I never bothered to investigate it because if I am just putting around I like the early shift. When towing or trying to accelerate rapidly the shifts naturally come later.

My guess is an RE has a heavier reliance on the TV cable than the RH with this setup.
 
Ridesamule... sorry for being unclear. It's on my '95 with the RH. I haven't had a need to install anything on the '96 yet as the TPS is working fine on it and the transmission is really slushy. Whenever I get around to rebuilding the transmission I'll likely install the potentiometer in that too. I really like how the '95 works though. I think if I buy another auto/cummins truck, it will be a '94 or '95.
 
I haven't tried advancing the pot momentarily to see if that would cause it to downshift. If so, that would open up the experiment to designing a TPS cable operated pot. I would like to get ahold of a couple of spawned out TPS bodies to see what could be done along that line.
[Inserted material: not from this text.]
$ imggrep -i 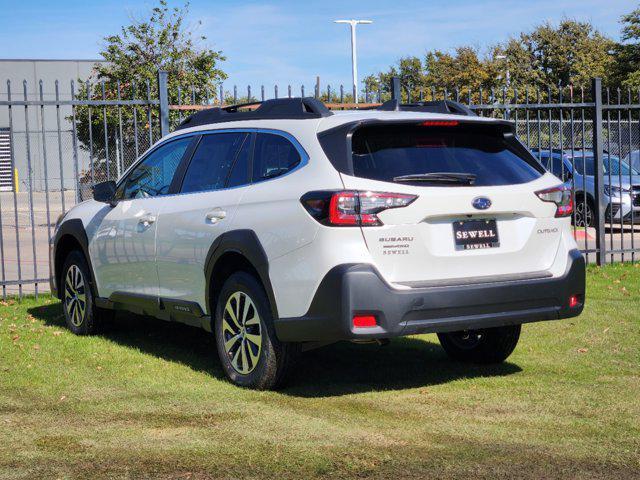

I do believe that the success of this experiment has been due to the fact that the PCM receives a set signal voltage and is able to operate accordingly.
 
Howard, I think the reason mine will unlock when adjusted up or down is I used a 5k ohm pot. It allows me to adjust above or below the voltages. Apparently its not enough to damage the PCM, at least not yet... I didn't intend on doing this- it was the only pot within an acceptable range I could find at the local radio shack. I don't use this feature often though, since usually its easier for me to tap the brakes to force an unlock. The floor mounted dimmer switch is a good idea and I might give that a shot at some point- perhaps with a dash mounted LED to determine whether the switch is still engaged.
 
Willys, I tried advancing the pot today in an attempt to get a downshift but it doesn't work. I am guessing that, with the 10 turn pot, I can't raise the voltage quick enough. I like the dimmer switch though so don't think I am going to make any more changes except to add the LED you mentioned. Our annual road trip this summer will tell me how well everything is going to work.



On a different tangent, I have made up another little controller that will lock out overdrive if the EGT gets above a set temperature. It was necessary to put in a second EGT probe to make it work but that isn't really a drawback.

I think it is going to be worthwhile when I finally get it set.

There is a commercially made device that does the same thing but it is a little more expensive.